See anything different?
green 1940 ford deluxe coupe

On Friday I had scraped up enough cash to pick up the driveshaft.
A local shop had shortened the Lincoln one and installed new u-joints.
The rear needed special 1-1/8" adapter caps to fit the 8" rear end.

Luckily the new shaft slid right in place.
It better as I measured it at least 6 times.
You'd think after all this I'd be able to start it up and go.

It took the last part of Saturday to button up a bunch of stuff -
swap new tie rods, tighten nuts, loctite and cotter pins...
shock installation trick

Here's a tip to install shocks.
Instead of muscling it in,
a piece of rope with a slip knot is way easier.
1940 ford coupe - street rod

My patience had ran out and it was time to get it moving.
Did I tell you about the tranny fluid?
It took 4 quarts to finally get the AOD to the proper level,
which equalled 3 trips to the car parts store.
Thanks to Jaxon for riding his bike and getting the right stuff!
Finally there was enough pressure to get it rolling.

A year and five months later,
the coupe could move under it's own power.
Jaxon and I drove around the block a couple times,
no drips or explosions,
and most importantly we didn't run out of gas,
or get stuck down the street.
It was funny a couple different neighbors saw us driving,
and did a double take and cheered.
That first drive is always exciting even just putting about.

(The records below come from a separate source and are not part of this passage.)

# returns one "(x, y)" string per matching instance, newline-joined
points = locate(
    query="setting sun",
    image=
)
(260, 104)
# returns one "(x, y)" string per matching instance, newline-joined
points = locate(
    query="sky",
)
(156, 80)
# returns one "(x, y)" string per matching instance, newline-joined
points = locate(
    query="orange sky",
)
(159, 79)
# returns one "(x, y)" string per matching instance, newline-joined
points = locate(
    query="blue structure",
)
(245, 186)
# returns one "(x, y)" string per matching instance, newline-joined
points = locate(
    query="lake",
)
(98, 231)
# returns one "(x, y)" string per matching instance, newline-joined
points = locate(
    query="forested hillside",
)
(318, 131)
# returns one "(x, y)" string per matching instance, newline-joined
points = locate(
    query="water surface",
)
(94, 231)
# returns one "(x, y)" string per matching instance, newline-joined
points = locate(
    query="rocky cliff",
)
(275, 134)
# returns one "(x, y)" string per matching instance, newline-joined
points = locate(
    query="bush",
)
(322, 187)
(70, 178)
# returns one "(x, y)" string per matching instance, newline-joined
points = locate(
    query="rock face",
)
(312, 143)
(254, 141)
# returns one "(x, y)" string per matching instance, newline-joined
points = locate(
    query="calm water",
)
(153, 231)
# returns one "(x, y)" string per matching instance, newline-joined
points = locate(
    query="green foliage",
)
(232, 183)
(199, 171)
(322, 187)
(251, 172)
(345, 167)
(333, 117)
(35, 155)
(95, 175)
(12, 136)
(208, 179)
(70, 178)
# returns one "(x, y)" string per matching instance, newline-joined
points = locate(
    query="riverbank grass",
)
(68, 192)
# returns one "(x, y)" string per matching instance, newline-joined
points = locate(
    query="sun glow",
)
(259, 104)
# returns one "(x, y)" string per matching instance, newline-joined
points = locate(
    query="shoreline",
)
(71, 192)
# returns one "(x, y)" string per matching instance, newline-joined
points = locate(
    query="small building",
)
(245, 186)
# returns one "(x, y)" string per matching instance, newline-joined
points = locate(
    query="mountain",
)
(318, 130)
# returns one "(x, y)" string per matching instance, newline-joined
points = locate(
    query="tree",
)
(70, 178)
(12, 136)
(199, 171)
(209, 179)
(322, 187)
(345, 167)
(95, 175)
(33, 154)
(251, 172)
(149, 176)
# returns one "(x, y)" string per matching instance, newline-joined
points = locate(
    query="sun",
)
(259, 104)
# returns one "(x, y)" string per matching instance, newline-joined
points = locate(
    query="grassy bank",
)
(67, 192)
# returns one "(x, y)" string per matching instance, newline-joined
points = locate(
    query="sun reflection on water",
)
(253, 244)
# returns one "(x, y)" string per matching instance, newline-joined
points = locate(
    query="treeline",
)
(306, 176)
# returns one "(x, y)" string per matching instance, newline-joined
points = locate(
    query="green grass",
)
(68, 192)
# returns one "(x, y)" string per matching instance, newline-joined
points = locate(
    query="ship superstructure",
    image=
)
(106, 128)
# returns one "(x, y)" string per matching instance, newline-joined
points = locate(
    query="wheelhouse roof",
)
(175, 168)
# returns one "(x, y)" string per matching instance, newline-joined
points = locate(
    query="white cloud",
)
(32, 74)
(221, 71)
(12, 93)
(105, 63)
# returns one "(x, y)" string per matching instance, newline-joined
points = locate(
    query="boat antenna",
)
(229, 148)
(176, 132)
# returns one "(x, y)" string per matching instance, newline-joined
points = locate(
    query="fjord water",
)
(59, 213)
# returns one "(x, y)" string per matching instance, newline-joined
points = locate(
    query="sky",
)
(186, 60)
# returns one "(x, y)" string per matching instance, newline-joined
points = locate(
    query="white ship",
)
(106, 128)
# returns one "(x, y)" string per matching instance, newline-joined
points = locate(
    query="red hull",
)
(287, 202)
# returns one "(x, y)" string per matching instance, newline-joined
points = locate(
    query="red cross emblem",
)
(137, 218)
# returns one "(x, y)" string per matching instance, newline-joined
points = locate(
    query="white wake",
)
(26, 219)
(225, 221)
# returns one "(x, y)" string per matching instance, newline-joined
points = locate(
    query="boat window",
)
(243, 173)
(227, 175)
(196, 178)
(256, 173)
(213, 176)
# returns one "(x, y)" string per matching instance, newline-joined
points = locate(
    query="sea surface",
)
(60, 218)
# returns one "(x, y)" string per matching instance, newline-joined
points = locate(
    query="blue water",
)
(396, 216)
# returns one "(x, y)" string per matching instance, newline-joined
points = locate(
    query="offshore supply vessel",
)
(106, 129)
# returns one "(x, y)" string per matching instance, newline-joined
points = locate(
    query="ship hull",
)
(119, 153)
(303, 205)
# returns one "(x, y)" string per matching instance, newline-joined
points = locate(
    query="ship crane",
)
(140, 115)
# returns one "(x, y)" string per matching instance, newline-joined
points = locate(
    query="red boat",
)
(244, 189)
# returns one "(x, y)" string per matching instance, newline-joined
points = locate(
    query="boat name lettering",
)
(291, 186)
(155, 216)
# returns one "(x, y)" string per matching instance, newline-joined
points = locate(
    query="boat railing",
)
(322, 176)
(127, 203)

There were so many changes - steering, axle sectioning, rear end,
brakes, engine/AOD tranny that it'll take some time to gain confidence.
The past couple evenings have been fun venturing around the neighborhood,
basically tightening up any rattles.
I really need to get a shifter rigged up,
as it's not too convenient reaching down every time,
especially for 3-point turns.
A tranny hump would be nice too,
as the radiator heat warms up the cab pretty quick.

For now the automatic transmission shifts fine,
a little slow off the line with the low rear end gears but not too bad.
There's a bit of vibration flowing to the frame from the engine and transmission,
mainly cause I used small rubber pucks not the fat Lincoln mounts.
The steering is super smooth thanks to the new steering box and smaller radial tires,
and the disc brakes are way better even with the non-powered master cylinder.

Looks like I'll be out of town for a couple days,
but it's good to know that for now it doesn't need a major teardown when I get back!